Roberto Cavallone, già procuratore di Sanremo e fino a qualche mese fa sostituto pg in Corte d'Appello a Roma, commenta la notizia con una battuta: «Oramai i processi sono come i videogiochi: è più difficile celebrarli che raggiungere la verità processuale».


I rinvii, dovuti a cavilli e pretesti, non mettono a rischio un processo come quello per la morte Luca Sacchi, ma in altri casi possono garantire l'impunità agli imputati. Quale può essere la via d'uscita?
«Ovviamente, trattandosi di omicidio, non c'è questo rischio. Ma il problema si pone. E soprattutto in secondo grado. Perché con la riforma Cartabia dopo due anni, se il processo d'appello non è stato celebrato scatta l'improcedibilità. Che non è neppure la prescrizione. Ossia lo Stato avrebbe ancora interesse a celebrare il processo, ma i tempi devono essere rapidi. Una norma pensata solo rientrare nei parametri dell'Unione europea. Che prevede quindi la chiusura del processo senza una sentenza. Per questo in corte d'Appello a Roma si celebrano prima processi che riguardano fatti avvenuti dopo la riforma, lasciando indietro gli altri, anche precedenti, che non sono a rischio».


Ma qual è la soluzione?
«La soluzione è celebrare il processo a distanza, come sicuramente avverrà la prossima volta.
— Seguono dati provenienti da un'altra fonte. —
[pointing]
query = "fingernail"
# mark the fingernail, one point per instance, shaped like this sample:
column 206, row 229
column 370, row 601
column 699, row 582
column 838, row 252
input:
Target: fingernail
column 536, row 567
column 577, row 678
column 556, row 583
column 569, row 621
Il presidente può firmare un decreto anche fuori udienza. E la prossima volta gli imputati saranno collegati da remoto. La riforma Cartabia ha introdotto alcune modifiche del codice di procedura per cui è previsto che l'imputato possa assistere a distanza. Bisogna predisporre il collegamento».


Ma un cavillo si può sempre trovare.
«Purtroppo fare il processo diventa più importante che riuscire attestare qual sia la verità processuale. Ci sono mille ostacoli, alcuni comprensibili altri incomprensibili. Forse si può trattare di una strategia difensiva per incidere sull'esecuzione cautelare, ma è il solito gioco, ci sono difensori più corretti e altri meno. In tanti sfruttano quest'arma in maniera spregiudicata».


Le riforme non hanno garantito un effettivo miglioramento della situazione.
«Penso che, finora, la politica trasversalmente non abbia operato per migliorare la situazione. Ci sarebbero mille cose da fare per velocizzare la giustizia, ma sembra che nessuno, almeno fino a questo momento, lo abbia davvero voluto».